It is the desire of every married Christian to go deeper with God while walking hand-in-hand with their spouse. Kate’s post, “Grow Together Spiritually” gave some great suggestions on how couples can challenge themselves to walk with God, together.
For many Christians the thought of doing a Bible study with their spouse is closer to a dream then a reality. When one person in the marriage has a deeper relationship with Christ then the other, or when one is a believer and the other is not, growing together spiritually can feel out of reach.
Is it impossible for these uneven couples to develop spiritual intimacy?
What, if anything can one spouse do to encourage the other in their own personal spiritual walk?
These questions do not have easy answers, but they are at the heart of every husband or wife who is in this midst of this challenging situation. Here are a few suggestions to help.
I know you are desperate for your spouse to find God. Your soul aches for them, and you feel the hole that this disparity creates in your marriage. This is not the first time that you have tried to get them to change. That is exactly why you need to take a step back.
Evaluate what methods you have been using to reach your spouse. Are you discipling or begging? Guiding or pushing? If your methods aren’t working stop, take a step back, and pray for some insight and new ideas.
You might need to stop asking them to go to church. You might need to stop begging them to read their Bible. You might need to stop asking them to change.
If you wanted to share your faith with a friend what methods would you use? Usually, it would be open conversations, and questions followed with a no pressure invitation to church, a small group or maybe Alpha.
Are you doing the same with your spouse? All too often in close relationships we start to use guilt, manipulation, pressure and “Bible Banging” to get our point across. The desperation we feel turns us from no pressure invitations to pressured demanding.
Change or Relationship
When you talk to your spouse about faith is it because you want them to change their behaviors or because you want them to have a deeper relationship with God? You know what the “right” answer to that question is, but is that what they are hearing?

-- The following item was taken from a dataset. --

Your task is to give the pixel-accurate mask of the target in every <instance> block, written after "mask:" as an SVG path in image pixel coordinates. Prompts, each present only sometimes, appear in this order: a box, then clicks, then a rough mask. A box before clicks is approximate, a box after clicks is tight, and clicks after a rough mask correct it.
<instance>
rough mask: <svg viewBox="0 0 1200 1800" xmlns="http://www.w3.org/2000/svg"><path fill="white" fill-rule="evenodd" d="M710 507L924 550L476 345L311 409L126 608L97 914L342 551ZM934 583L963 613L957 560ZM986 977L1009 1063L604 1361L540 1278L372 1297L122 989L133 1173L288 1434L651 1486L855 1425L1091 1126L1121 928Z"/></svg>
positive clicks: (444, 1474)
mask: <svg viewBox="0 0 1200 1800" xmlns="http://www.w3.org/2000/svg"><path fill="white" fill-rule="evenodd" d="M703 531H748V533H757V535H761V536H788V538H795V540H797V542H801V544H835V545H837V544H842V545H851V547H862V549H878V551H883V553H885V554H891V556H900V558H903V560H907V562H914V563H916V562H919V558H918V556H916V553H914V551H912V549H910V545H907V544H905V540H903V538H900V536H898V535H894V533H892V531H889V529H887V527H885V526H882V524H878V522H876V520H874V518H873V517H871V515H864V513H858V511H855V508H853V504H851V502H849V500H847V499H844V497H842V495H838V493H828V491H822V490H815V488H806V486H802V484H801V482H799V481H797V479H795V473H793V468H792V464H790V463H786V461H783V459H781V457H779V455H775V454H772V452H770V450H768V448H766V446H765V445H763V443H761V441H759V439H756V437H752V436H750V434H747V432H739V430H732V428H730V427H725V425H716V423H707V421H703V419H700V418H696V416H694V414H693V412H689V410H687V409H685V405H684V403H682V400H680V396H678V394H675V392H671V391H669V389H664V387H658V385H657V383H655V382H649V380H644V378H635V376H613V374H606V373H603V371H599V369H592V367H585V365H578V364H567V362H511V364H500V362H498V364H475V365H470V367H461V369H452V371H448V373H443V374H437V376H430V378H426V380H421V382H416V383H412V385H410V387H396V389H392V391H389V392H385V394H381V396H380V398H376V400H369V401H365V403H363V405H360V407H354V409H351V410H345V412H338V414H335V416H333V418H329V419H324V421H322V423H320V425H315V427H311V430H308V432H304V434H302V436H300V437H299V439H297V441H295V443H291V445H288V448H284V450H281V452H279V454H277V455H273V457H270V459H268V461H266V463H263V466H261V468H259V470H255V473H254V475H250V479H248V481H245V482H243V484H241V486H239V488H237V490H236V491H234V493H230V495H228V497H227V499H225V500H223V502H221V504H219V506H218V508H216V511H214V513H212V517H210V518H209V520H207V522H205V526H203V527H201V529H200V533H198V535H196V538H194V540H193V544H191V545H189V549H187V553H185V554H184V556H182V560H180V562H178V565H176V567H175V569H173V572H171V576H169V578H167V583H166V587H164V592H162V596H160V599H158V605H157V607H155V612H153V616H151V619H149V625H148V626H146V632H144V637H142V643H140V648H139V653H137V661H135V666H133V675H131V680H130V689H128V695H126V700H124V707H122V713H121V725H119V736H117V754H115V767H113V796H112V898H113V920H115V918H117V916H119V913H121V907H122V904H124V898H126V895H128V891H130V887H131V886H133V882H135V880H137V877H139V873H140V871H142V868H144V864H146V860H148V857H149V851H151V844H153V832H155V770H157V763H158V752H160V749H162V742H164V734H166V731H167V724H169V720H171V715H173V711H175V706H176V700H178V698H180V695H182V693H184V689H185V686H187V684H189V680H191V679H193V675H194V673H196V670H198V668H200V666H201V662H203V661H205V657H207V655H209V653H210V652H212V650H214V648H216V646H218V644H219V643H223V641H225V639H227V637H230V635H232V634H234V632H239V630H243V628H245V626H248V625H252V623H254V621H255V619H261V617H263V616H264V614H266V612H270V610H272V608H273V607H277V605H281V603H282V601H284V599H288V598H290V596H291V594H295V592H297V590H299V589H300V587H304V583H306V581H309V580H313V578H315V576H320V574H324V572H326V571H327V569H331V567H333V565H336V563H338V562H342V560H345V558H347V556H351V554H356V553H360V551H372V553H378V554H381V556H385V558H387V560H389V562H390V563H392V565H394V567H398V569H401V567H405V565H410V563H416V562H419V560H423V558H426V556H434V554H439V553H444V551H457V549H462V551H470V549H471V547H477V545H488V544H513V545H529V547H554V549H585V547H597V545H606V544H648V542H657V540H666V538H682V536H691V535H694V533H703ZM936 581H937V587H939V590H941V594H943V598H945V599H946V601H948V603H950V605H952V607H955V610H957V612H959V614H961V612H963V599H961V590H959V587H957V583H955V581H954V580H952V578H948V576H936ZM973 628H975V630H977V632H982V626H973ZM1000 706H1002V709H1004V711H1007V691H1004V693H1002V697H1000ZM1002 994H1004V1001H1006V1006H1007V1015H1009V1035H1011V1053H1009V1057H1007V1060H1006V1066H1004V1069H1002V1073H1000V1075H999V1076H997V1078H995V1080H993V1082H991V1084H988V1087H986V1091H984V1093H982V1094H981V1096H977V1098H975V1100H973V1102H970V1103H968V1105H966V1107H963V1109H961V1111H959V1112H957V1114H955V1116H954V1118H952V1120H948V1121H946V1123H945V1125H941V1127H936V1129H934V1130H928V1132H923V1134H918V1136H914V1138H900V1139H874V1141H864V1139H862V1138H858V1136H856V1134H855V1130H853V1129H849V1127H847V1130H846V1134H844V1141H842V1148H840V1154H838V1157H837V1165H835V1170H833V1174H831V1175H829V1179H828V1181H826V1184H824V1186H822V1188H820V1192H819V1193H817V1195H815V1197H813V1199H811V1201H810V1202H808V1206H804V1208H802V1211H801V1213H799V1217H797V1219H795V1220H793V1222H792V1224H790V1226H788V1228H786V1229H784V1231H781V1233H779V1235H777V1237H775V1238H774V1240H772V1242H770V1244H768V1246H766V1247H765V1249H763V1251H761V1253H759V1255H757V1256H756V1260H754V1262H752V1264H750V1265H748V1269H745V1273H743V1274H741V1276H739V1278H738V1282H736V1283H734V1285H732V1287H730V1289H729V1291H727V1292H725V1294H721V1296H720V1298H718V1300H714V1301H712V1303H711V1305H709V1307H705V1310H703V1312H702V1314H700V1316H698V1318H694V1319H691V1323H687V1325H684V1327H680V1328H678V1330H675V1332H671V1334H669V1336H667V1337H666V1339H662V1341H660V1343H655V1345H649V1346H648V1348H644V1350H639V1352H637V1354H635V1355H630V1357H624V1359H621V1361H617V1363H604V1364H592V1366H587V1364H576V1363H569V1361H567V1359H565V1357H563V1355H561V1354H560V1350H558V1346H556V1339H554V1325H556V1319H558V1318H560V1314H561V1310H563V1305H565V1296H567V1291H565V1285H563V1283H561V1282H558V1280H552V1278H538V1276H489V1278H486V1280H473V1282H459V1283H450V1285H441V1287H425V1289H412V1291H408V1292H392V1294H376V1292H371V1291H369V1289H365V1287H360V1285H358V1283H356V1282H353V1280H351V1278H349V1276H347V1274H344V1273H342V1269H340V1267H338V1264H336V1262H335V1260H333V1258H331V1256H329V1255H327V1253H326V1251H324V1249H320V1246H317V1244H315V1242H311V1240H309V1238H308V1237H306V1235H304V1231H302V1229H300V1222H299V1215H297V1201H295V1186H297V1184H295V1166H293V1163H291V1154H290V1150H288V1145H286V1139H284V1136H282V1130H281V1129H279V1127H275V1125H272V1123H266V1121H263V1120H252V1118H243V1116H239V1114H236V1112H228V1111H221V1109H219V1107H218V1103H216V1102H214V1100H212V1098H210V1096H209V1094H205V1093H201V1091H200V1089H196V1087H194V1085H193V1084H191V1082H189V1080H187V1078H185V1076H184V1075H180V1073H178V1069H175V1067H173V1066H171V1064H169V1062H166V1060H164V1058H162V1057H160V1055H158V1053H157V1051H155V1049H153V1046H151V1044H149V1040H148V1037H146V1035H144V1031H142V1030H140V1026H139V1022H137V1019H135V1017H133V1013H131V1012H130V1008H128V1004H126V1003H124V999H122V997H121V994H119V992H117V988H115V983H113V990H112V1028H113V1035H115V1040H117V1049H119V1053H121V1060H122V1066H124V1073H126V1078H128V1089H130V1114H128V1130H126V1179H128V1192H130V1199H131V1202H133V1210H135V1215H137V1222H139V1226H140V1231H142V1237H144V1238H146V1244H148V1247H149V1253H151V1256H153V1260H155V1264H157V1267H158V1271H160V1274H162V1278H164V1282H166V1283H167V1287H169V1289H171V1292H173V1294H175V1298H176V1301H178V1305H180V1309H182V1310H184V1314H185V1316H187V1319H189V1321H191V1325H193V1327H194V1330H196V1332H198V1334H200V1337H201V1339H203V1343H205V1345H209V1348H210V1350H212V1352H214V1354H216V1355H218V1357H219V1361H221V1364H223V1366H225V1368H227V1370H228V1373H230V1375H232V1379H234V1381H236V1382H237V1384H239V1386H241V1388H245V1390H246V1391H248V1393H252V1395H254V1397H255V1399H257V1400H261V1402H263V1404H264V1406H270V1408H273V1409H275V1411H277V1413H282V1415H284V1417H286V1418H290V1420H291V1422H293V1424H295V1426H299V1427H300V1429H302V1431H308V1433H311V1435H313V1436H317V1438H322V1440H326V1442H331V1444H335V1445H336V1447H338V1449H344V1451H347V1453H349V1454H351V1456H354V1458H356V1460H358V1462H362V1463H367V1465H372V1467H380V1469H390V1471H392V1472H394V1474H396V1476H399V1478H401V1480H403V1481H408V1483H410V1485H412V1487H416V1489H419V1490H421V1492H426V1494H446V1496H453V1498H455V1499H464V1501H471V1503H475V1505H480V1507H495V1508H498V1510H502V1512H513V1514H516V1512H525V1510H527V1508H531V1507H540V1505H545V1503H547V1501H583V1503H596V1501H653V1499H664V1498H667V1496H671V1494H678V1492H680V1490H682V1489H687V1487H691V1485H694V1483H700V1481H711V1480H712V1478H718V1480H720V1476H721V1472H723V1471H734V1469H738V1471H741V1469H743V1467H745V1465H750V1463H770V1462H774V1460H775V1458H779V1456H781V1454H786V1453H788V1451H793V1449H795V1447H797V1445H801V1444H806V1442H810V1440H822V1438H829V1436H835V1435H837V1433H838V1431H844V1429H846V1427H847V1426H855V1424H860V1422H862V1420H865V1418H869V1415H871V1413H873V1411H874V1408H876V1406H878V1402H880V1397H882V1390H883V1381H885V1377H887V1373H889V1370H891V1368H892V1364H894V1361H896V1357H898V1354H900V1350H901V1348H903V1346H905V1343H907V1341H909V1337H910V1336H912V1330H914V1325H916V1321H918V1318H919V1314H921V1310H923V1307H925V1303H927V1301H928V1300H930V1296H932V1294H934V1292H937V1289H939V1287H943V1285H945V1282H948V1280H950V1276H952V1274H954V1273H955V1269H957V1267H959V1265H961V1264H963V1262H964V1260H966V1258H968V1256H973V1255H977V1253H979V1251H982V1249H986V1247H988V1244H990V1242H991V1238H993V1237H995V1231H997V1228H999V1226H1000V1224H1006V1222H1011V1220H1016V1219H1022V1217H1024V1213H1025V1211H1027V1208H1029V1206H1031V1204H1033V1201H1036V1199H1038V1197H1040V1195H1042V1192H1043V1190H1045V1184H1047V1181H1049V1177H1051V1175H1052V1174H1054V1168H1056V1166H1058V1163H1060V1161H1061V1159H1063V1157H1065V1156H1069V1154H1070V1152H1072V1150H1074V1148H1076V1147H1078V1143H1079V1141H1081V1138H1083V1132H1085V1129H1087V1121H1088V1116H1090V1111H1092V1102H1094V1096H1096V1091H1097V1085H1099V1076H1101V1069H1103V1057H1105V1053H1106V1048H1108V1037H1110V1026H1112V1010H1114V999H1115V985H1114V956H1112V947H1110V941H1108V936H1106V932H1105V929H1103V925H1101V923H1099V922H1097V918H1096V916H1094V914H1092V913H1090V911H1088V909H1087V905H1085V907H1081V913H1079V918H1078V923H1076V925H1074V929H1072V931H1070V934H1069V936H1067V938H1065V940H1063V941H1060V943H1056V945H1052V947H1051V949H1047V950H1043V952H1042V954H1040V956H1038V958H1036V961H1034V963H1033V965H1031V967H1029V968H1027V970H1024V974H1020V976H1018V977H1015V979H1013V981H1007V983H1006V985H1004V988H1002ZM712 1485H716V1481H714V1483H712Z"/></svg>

It is only natural to desire to see changes in your spouse. Yet, it might be the thought of those “required” changes that keeps your spouse from a deeper relationship with God.
Non-Christians often see “thou shalt not’s” as requirements for membership. They don’t know that it is only out of an amazing relationship that our hearts desire to make those changes. Make sure you are encouraging relationship not pushing rules.
Matthew 5:13 challenges believers to be salt and light to the world. That is much more difficult when “the world” is your husband or wife. If you are the only “Jesus” your spouse is going to see you had better think about how you are representing him.
Dive into Scripture and figure out how God is challenging you to be a wife or a husband. If it is your husband you are trying to reach, think about how to show him what being Godly wife is all about. If it is your wife that you want to bring to a deeper faith, figure out how God wants you to be a better Godly husband.
Don’t fall into the trap of saying, “They aren’t living up to their responsibilities so I don’t have to either.” It says, “Love your wife as Christ loved the church” there is no asterix saying “*Only if she is doing her part too”.
Are you in this situation where your spouse doesn’t believe, or isn’t active in their faith? How can we pray for you?
If you were that spouse at one time, what did your wife, or husband do that helped you to eventually find a deeper relationship with Christ?